Acer now expects to report after-tax profit of between $NT7.9 billion ($US246 million) and $8.1 billion for the whole of 2000, down from a previous forecast of $12 billion, the company said in a statement.
Revenue is expected to be in the $105 to $110 billion range, compared to the $150 billion the company had projected earlier.
Acer cited slowing global PC demand and lower-than-expected shipment volumes of PCs manufactured for other vendors as reasons for the lowered expectations.
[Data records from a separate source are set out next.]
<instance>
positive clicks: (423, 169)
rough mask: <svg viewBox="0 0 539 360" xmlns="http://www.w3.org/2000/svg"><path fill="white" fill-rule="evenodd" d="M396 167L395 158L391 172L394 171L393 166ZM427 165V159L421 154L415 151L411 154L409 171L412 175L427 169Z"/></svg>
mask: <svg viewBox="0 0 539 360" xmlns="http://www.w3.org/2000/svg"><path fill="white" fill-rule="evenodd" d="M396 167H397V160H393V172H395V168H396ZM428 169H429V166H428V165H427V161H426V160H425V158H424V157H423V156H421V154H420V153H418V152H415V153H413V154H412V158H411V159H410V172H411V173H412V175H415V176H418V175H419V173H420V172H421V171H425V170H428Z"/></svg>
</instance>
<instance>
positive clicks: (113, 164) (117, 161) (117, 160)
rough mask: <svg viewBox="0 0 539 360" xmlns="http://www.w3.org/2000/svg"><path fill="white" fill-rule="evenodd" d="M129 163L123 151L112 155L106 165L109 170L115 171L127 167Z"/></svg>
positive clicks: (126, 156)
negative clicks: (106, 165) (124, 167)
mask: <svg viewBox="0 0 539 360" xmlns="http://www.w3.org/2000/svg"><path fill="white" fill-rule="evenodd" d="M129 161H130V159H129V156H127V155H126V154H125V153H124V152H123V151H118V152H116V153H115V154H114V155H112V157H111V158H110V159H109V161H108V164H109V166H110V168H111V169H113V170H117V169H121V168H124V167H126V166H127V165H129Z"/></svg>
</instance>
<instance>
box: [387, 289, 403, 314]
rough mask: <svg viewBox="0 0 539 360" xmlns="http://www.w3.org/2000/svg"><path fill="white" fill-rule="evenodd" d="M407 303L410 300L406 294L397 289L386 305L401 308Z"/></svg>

In September, Acer Group chairman and chief executive officer Stan Shih said the company had lost an estimated $20 billion in revenue due to a sudden cancellation of a major contract, in a thinly veiled reference to IBM, for which Acer manufactures PCs on a contract basis. The shortfall was largely due to IBM pulling its Aptiva PCs from US retail shelves.
Acer is not the first major PC vendor to blame its financial woes on weakening PC demand. Dell Computer and processor giant Intel have also recently warned of weakening demand, particularly in Europe.
Acer is the core PC-making company of Acer Group, which in 1999 had overall revenue of $US8.4 billion.
At the end of Monday's trading on the Taiwan Stock Exchange, Acer's shares were selling at $27.10 each, down $0.90 on the day. Acer's stock is down sharply from a year-to-date high of $80.